Status: Phase 1-2 Complete (Backend), Phase 3 Starting (Tauri IDE)
Last Updated: 2024-10-31
OLD: VS Code fork + Electron + Extension API
NEW: Tauri + Monaco + React + Java Backend
Why? Simpler, lighter (50MB vs 200MB RAM), full control over features.
- Overview
- System Architecture
- Component Design
- Data Flow
- Model Serving Architecture
- Performance Optimizations
- Security Architecture
NeuralForge is a three-layer system:
- Presentation Layer: Tauri (Rust + React + Monaco Editor)
- Service Layer: Java Spring Boot backend (embedded, IPC via stdin/stdout)

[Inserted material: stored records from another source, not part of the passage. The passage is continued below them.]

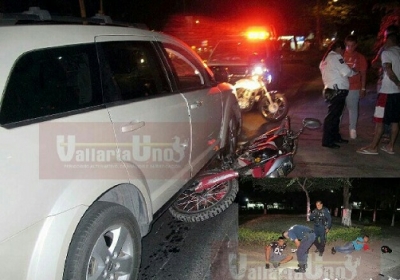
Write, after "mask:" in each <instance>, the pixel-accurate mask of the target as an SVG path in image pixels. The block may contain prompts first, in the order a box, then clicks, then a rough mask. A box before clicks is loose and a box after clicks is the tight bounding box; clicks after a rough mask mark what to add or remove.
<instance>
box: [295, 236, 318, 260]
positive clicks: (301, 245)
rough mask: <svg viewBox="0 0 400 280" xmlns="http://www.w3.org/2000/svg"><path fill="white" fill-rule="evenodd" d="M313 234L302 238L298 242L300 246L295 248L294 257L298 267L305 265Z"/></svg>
mask: <svg viewBox="0 0 400 280" xmlns="http://www.w3.org/2000/svg"><path fill="white" fill-rule="evenodd" d="M314 240H315V233H308V234H306V235H305V236H304V238H303V239H302V240H301V241H300V246H299V248H297V251H296V256H297V261H298V262H299V264H300V265H306V264H307V258H308V249H310V247H311V245H312V244H313V243H314Z"/></svg>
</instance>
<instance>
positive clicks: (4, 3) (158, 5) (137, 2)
mask: <svg viewBox="0 0 400 280" xmlns="http://www.w3.org/2000/svg"><path fill="white" fill-rule="evenodd" d="M84 1H85V8H86V15H87V17H91V16H93V15H94V14H95V13H96V12H98V11H99V9H100V0H84ZM102 1H103V9H104V11H105V13H106V14H107V15H110V16H111V17H112V18H113V19H114V20H118V21H129V22H141V23H145V24H147V25H148V26H149V27H150V28H151V29H162V27H163V26H164V24H165V23H166V22H167V21H168V17H169V15H171V14H198V15H205V16H210V17H214V18H218V19H222V18H233V19H235V18H241V19H242V18H246V17H247V18H251V19H252V20H253V21H255V22H262V21H264V22H265V21H268V22H272V24H274V25H277V26H278V28H279V26H281V25H282V26H283V25H284V22H286V21H287V20H290V18H293V16H295V15H296V13H297V11H298V10H299V7H300V6H301V5H305V4H304V2H305V1H300V0H279V1H278V0H246V1H238V0H113V1H111V0H102ZM308 4H309V3H308ZM30 6H38V7H40V8H42V9H47V10H49V11H50V13H52V14H58V15H72V16H80V8H79V0H69V1H65V0H20V1H18V0H0V10H1V12H22V11H25V10H27V9H28V7H30Z"/></svg>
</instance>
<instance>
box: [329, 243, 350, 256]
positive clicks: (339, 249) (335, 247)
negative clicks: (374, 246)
mask: <svg viewBox="0 0 400 280" xmlns="http://www.w3.org/2000/svg"><path fill="white" fill-rule="evenodd" d="M333 248H334V249H335V251H336V252H339V253H344V254H349V253H351V252H353V251H354V246H353V243H352V242H347V243H346V244H344V245H343V246H335V247H333Z"/></svg>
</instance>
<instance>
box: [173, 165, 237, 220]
mask: <svg viewBox="0 0 400 280" xmlns="http://www.w3.org/2000/svg"><path fill="white" fill-rule="evenodd" d="M219 172H221V170H219V169H215V170H209V171H206V172H204V173H202V174H201V175H199V176H200V177H202V176H209V175H212V174H217V173H219ZM195 187H196V185H194V186H192V187H190V188H188V189H186V190H185V191H184V192H183V193H181V194H180V195H179V196H178V198H177V199H176V201H175V202H174V203H173V204H172V206H171V207H170V208H169V211H170V212H171V214H172V216H173V217H174V218H176V219H178V220H180V221H183V222H201V221H205V220H207V219H210V218H212V217H215V216H216V215H218V214H220V213H221V212H223V211H224V210H226V209H227V208H228V207H229V206H230V205H231V204H232V202H233V201H234V200H235V198H236V194H237V192H238V190H239V182H238V179H233V180H230V181H226V182H223V183H219V184H216V185H215V186H213V187H211V188H209V189H206V190H204V191H202V192H200V193H196V192H195V190H194V189H195Z"/></svg>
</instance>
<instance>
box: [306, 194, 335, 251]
mask: <svg viewBox="0 0 400 280" xmlns="http://www.w3.org/2000/svg"><path fill="white" fill-rule="evenodd" d="M315 206H316V207H317V208H315V209H314V210H313V211H312V212H311V214H310V221H313V222H314V232H315V241H314V245H315V247H317V251H316V252H319V255H320V256H322V255H323V253H324V251H325V243H326V234H327V233H328V232H329V230H330V229H331V227H332V217H331V213H330V212H329V210H328V208H326V207H324V204H323V203H322V201H321V200H318V201H317V202H316V203H315Z"/></svg>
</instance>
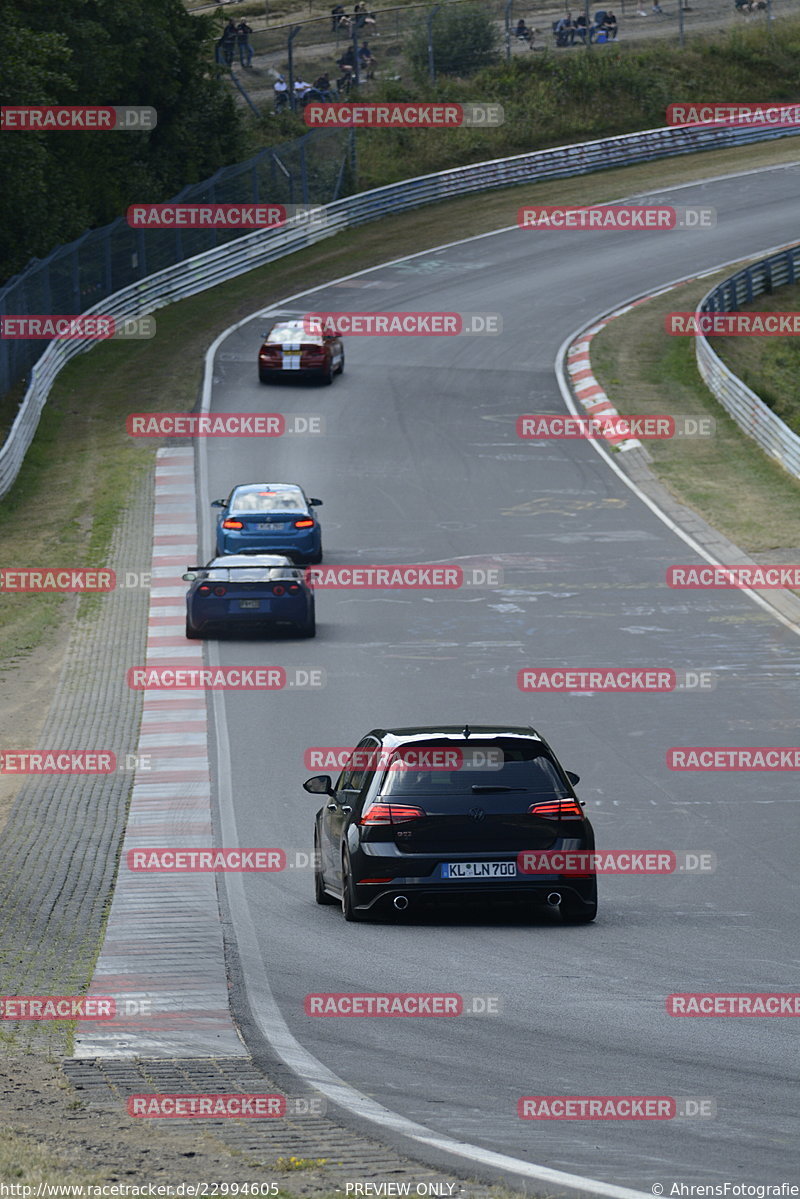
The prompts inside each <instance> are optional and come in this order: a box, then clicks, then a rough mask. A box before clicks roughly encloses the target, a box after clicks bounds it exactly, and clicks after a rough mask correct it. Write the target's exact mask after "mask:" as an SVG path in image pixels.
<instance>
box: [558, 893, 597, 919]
mask: <svg viewBox="0 0 800 1199" xmlns="http://www.w3.org/2000/svg"><path fill="white" fill-rule="evenodd" d="M559 911H560V912H561V920H563V921H564V923H565V924H590V923H591V922H593V920H594V918H595V916H596V915H597V900H596V899H593V900H591V903H584V902H583V900H582V899H579V898H578V897H577V896H564V897H563V899H561V903H560V904H559Z"/></svg>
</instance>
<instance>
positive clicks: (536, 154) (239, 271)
mask: <svg viewBox="0 0 800 1199" xmlns="http://www.w3.org/2000/svg"><path fill="white" fill-rule="evenodd" d="M795 134H796V131H794V129H790V128H766V129H748V128H735V127H730V128H721V129H720V128H703V127H699V128H687V127H682V128H681V127H674V128H661V129H646V131H644V132H642V133H627V134H622V135H621V137H615V138H603V139H601V140H597V141H583V143H581V144H578V145H572V146H559V147H557V149H554V150H539V151H535V152H534V153H524V155H516V156H515V157H512V158H495V159H493V161H491V162H481V163H474V164H471V165H468V167H457V168H455V169H453V170H444V171H439V173H438V174H434V175H420V176H417V177H416V179H407V180H403V181H402V182H398V183H390V185H389V186H386V187H378V188H375V189H374V191H371V192H360V193H357V194H356V195H350V197H348V198H347V199H343V200H336V201H335V203H333V204H329V205H327V206H326V207H325V209H324V212H325V222H324V223H321V222H320V223H319V224H315V225H302V224H300V223H299V222H296V221H295V222H291V223H289V224H288V225H287V227H284V228H282V229H264V230H259V231H257V233H252V234H248V235H247V236H245V237H237V239H236V240H235V241H231V242H228V243H227V245H224V246H221V247H218V248H216V249H210V251H206V252H205V253H203V254H197V255H194V257H193V258H188V259H187V260H186V261H182V263H179V264H178V265H175V266H169V267H167V269H166V270H163V271H158V272H157V273H155V275H150V276H148V277H146V278H144V279H140V281H139V282H137V283H133V284H131V285H130V287H127V288H124V289H122V290H121V291H116V293H114V294H113V295H112V296H108V297H107V299H106V300H103V301H101V302H100V303H97V305H95V306H94V307H92V308H89V309H88V312H89V313H103V314H107V315H113V317H118V318H125V317H140V315H145V314H148V313H151V312H155V311H156V309H158V308H162V307H164V305H168V303H172V302H173V301H175V300H182V299H185V297H186V296H191V295H196V294H197V293H198V291H204V290H205V289H206V288H212V287H215V284H217V283H223V282H224V281H227V279H231V278H235V277H236V276H239V275H242V273H245V272H246V271H249V270H252V269H253V267H255V266H261V265H264V264H265V263H271V261H273V260H275V259H276V258H282V257H283V255H284V254H291V253H294V252H295V251H297V249H302V248H303V247H306V246H311V245H313V243H314V242H317V241H321V240H323V239H325V237H331V236H333V234H337V233H339V231H341V230H343V229H347V228H349V227H353V225H360V224H365V223H366V222H368V221H375V219H378V218H379V217H381V216H387V215H390V213H395V212H404V211H407V210H409V209H416V207H421V206H422V205H425V204H434V203H437V201H438V200H446V199H451V198H453V197H458V195H467V194H468V193H471V192H482V191H489V189H491V188H494V187H509V186H511V185H515V183H530V182H539V181H541V180H546V179H569V177H571V176H575V175H584V174H590V173H591V171H596V170H602V169H603V168H607V167H615V165H632V164H633V163H638V162H649V161H652V159H656V158H668V157H672V156H675V155H684V153H693V152H696V151H699V150H716V149H722V147H724V146H735V145H741V144H744V143H748V141H759V140H764V139H771V138H778V137H793V135H795ZM515 215H516V213H515V212H513V211H511V210H510V212H509V218H510V219H509V223H510V224H511V223H512V222H513V219H515ZM94 344H96V343H92V342H85V341H84V342H74V341H73V342H67V341H64V342H50V343H49V345H48V347H47V349H46V350H44V353H43V354H42V356H41V359H38V360H37V362H36V363H35V366H34V367H32V369H31V378H30V384H29V387H28V391H26V392H25V397H24V399H23V402H22V404H20V408H19V412H18V414H17V417H16V420H14V423H13V424H12V427H11V430H10V433H8V436H7V439H6V441H5V444H4V446H2V448H1V450H0V496H2V495H5V494H6V493H7V492H8V489H10V488H11V487H12V486H13V482H14V480H16V477H17V475H18V474H19V470H20V468H22V464H23V460H24V457H25V453H26V451H28V447H29V445H30V444H31V441H32V439H34V434H35V433H36V427H37V424H38V420H40V416H41V412H42V409H43V406H44V404H46V402H47V397H48V393H49V390H50V386H52V384H53V380H54V379H55V376H56V375H58V373H59V370H60V369H61V368H62V367H64V366H65V363H66V362H68V361H70V359H72V357H74V355H76V354H80V353H82V351H84V350H88V349H91V348H92V345H94Z"/></svg>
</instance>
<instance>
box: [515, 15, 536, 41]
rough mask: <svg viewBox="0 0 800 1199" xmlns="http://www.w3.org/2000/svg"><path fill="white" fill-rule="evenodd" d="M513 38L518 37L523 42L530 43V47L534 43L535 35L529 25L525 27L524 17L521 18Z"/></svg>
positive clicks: (518, 23)
mask: <svg viewBox="0 0 800 1199" xmlns="http://www.w3.org/2000/svg"><path fill="white" fill-rule="evenodd" d="M513 36H515V37H518V38H519V41H521V42H528V44H529V46H530V43H531V42H533V40H534V34H533V30H530V29H528V25H525V18H524V17H521V18H519V20H518V22H517V28H516V29H515V31H513Z"/></svg>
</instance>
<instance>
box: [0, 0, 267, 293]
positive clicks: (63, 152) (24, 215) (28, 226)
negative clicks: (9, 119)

- Model Layer: ONNX-based inference with LoRA adapters
- Local-First: Everything runs on user's machine
- Lightweight: Tauri (50MB RAM) vs Electron (200MB RAM)
- Modular: Loosely coupled components
- Reactive: Event-driven, non-blocking I/O
- Efficient: Minimal resource usage through quantization
- Extensible: Multi-provider support (local + cloud optional)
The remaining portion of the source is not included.